UPS said weather could cause delays in areas not directly hit by the storms. Packages may take longer to get from one place to another, and many delivery services move goods through big sorting hubs in the middle of the country to serve both the East and West Coasts. UPS’s main air hub is in Louisville, Ky., and it also has a hub in Dallas, for example.
The winter storm prompted the United States Postal Service to close post offices, processing hubs and other facilities in Texas, Alabama and Mississippi, according to its website.
The storm has also affected Amazon, which operates its own large logistics network that includes planes, hubs and delivery vans operated by contractors.
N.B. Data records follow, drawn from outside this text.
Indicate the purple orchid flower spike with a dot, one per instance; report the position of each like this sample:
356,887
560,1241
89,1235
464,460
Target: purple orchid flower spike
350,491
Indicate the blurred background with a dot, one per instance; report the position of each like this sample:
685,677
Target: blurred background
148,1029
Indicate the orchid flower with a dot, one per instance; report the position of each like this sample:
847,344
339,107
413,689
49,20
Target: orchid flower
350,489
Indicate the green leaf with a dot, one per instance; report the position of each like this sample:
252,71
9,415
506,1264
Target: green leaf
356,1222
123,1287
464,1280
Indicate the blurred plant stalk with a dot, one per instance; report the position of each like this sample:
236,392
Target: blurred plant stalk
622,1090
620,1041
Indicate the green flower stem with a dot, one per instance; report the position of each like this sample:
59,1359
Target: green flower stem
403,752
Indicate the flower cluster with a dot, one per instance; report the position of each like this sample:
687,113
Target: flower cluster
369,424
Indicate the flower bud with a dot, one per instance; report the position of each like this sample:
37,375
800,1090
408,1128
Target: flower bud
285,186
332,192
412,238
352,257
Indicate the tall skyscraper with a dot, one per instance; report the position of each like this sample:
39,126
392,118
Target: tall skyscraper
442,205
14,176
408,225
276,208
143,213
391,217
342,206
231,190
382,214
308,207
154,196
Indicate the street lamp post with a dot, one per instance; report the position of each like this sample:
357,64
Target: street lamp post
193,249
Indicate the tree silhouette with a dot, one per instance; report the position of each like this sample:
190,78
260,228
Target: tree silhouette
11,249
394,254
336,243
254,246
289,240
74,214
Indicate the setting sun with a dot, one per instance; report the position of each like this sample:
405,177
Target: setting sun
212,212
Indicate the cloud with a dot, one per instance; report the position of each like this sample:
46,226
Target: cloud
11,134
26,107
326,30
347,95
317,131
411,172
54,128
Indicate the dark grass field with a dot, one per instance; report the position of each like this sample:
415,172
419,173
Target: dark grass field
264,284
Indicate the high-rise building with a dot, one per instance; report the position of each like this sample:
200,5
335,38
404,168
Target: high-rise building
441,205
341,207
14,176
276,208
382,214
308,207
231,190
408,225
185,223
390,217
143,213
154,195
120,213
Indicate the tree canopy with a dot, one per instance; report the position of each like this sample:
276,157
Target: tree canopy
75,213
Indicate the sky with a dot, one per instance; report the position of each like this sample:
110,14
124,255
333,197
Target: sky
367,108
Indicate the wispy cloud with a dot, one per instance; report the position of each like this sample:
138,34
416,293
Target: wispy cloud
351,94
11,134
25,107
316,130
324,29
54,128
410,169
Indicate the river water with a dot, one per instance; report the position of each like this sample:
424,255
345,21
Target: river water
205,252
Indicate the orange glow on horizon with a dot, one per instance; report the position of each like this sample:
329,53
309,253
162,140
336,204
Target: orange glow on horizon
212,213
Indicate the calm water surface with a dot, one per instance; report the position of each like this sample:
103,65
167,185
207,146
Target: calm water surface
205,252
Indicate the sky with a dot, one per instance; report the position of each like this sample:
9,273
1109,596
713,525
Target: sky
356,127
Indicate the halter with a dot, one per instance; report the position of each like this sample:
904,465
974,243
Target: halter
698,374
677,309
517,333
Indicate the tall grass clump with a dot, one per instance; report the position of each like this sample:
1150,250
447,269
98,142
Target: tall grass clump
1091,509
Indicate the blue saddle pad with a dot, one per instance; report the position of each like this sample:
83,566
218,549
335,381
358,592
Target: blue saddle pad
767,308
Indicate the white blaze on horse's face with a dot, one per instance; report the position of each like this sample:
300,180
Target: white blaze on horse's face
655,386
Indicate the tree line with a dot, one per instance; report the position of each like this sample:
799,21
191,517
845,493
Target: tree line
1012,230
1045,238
“The health and safety of our employees, customers and the drivers who deliver packages is our top priority,” Maria Boschetti, a spokeswoman, said in a statement. “Out of an abundance of caution and to ensure everyone’s safety, we have closed some of our sites in Arkansas, Illinois, Oklahoma, Missouri, Tennessee, Texas, Indiana and Kentucky.”
Some automakers said they shut down operations in an effort to limit their energy use. Ford closed a plant in Claycomo, Mo., near Kansas City, Mo., this week “to ensure we minimize our use of natural gas that is critical to people’s homes,” a company spokeswoman said.
The plant produces the F-150 pickup truck, one of the industry’s best-selling vehicles. Ford doesn’t plan to resume normal operations at its shuttered plant until Monday. The factory employs about 7,300 people. Union workers will be paid 75 percent of their gross pay for the week.
Nissan closed its four U.S. plants on Monday and canceled the morning and afternoon shifts on Tuesday, a spokeswoman said. Two of the plants, in Canton, Miss., and Smyrna, Tenn., make cars and the other two, both in Decherd, Tenn., make engines. The company is monitoring the situation to see if it can resume production Tuesday night.